Un bambino che non avrà neppure 14 anni affonda le mani in una montagna di spazzatura: è vestito con dei pantaloni marroni, che forse una volta erano bianchi, una maglietta grigia e un cappellino rosso molto sporco che probabilmente ha trovato tra la spazzatura. È uno dei tanti bambini-lavoratori che incontriamo durante la nostra visita alla discarica. Porta a tracolla un sacco grande quasi quanto lui, dove mette tutte le cose che trova (bottiglie di vetro o plastica; pezzi di ferro, legno e materiali riciclabili in genere) e che proverà poi a vendere per poter – almeno quel giorno – mangiare qualcosa. Continuiamo ad addentrarci nella Chureca e l’odore è sempre più nauseabondo: un misto di esalazioni di animali morti, spazzatura e prodotti chimici che arrivano dal contaminatissimo lago di Managua, che si trova a pochi metri dalla Chureca.
Qui arrivano ogni giorno più di 1.400 tonnellate di spazzatura e con esse la speranza di mangiare per più di 100 famiglie. Per tutte loro la discarica rappresenta l’unico mezzo di sopravvivenza. Queste persone lavorano con ritmi estenuanti: per tutta la notte e altri fin dal mattino presto, frugano tra i rifiuti cercando qualcosa con un minimo di valore, circondati da animali morti, cani randagi, avvoltorni, mucche e cavalli che pascolano sul posto.

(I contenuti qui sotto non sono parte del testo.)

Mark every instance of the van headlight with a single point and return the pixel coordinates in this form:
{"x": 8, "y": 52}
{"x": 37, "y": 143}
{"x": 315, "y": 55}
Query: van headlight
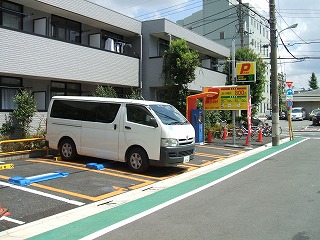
{"x": 169, "y": 142}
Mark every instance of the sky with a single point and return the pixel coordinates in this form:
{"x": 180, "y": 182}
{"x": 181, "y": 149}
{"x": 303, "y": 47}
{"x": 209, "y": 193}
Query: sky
{"x": 303, "y": 42}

Nelle vicinanze del lago di Managua, al Nord della capitale, abbiamo incontrato Eddy Perez, che in passato lavorava raccogliendo spazzatura, e oggi è un educatore di strada che lavora da anni con le popolazioni dei quartieri, che circondano e sopravvivono con la Chureca.

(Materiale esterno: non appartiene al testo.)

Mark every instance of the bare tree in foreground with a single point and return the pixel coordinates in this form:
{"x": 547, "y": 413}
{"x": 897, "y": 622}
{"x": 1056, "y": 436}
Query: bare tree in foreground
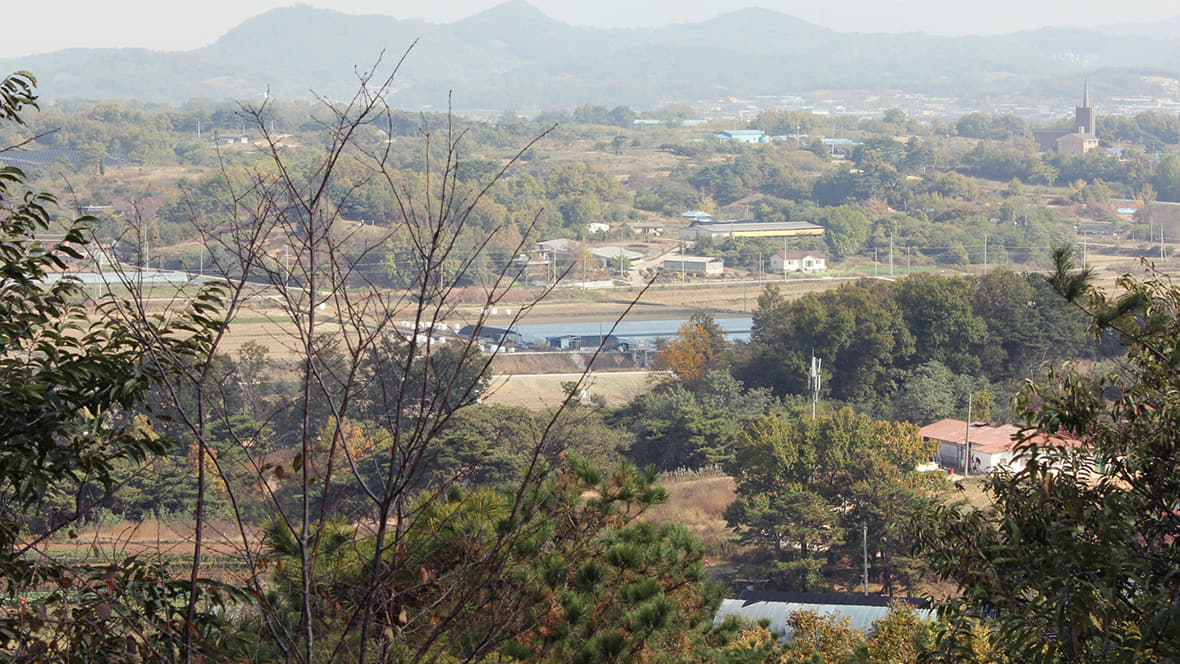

«La Chureca – ci spiega Eddy – è la principale discarica della capitale, che produce, secondo le stime ufficiali, un totale giornaliero di 1.400 tonnellate di spazzatura, ma noi crediamo che siano molte di più. La sua estensione è di 64 ettari e al suo interno lavorano 1.300 persone, di cui più della metà sono minori di 18 anni. Questa è una parte della popolazione urbana che si è vista obbligata a vivere qui spinta dalla difficile situazione economica. La Chureca permette loro di mangiare: è l’unica strada che la gente può percorrere per sopravvivere. Nella Chureca vivono 133 famiglie in baracche del tutto inadeguate, senza servizi igienici, né acqua potabile né elettricità, costruite con materiali di recupero, a loro volta scartati da altre persone, che li ritenevano inservibili. La gente qui alla Chureca vende magari un chilogrammo di alluminio, rame, vetro, carta o plastica e risolve in questo modo le necessità basiche di un giorno per loro e i loro figli. Sono persone che non sanno misurare il domani, perché non hanno la certezza di arrivarvi. Questa realtà non glielo permette, non consente loro di avere nessun progetto per il futuro».

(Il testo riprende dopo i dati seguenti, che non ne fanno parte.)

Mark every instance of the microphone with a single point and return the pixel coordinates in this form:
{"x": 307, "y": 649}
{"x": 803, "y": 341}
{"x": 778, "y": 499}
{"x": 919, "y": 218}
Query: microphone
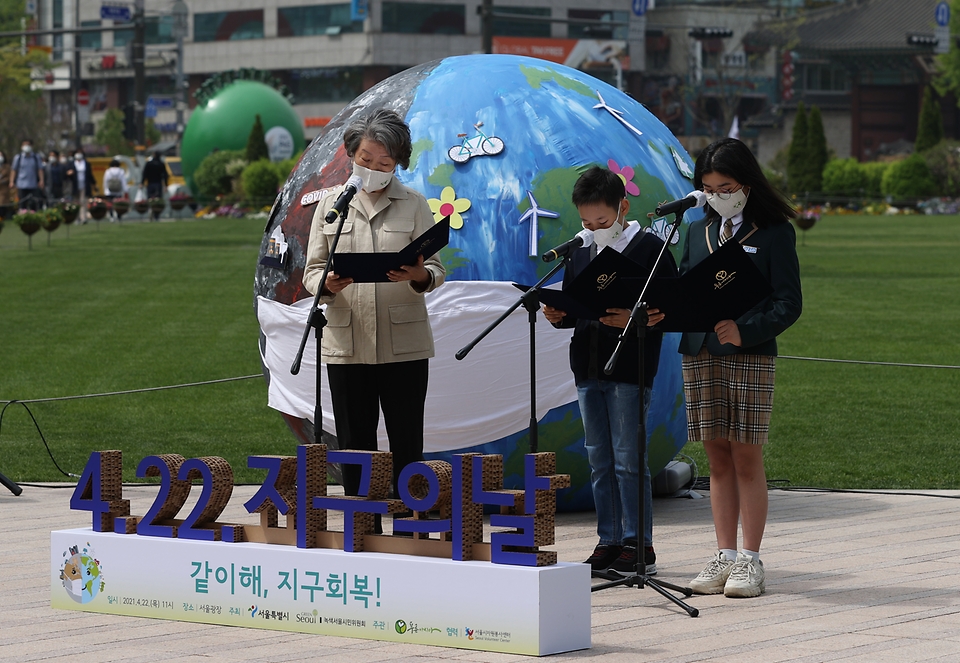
{"x": 349, "y": 191}
{"x": 582, "y": 238}
{"x": 692, "y": 199}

Aldilà dei materiali che si possono vendere per il riciclaggio i churequeros raccolgono anche scarti di cibo come ossa di maiali, scarti di pesce e verdura marcia che arrivano dal mercato orientale, il mercato più grande di Managua. Con questi scarti cucinano e mangiano famiglie intere, molte volte anche sul posto, con conseguenze per la salute facilmente immaginabili. Purtroppo, la metà di questi lavoratori sono bambini a cui non viene riconosciuto nessun diritto, la cui vita non conosce scuola, né giochi, e il cui futuro è gravemente compromesso.
Sono stati fatti molti progetti per far uscire dalla povertà questa parte di popolazione, ma la spazzatura rimane la loro unica certezza. Nel frattempo, la Chureca continua a rappresentare una contraddizione umana per chiunque si guardi attorno: da un lato trova la bellezza del tropico e l’esuberanza della natura, dall’altro indifferenza, miseria e fame.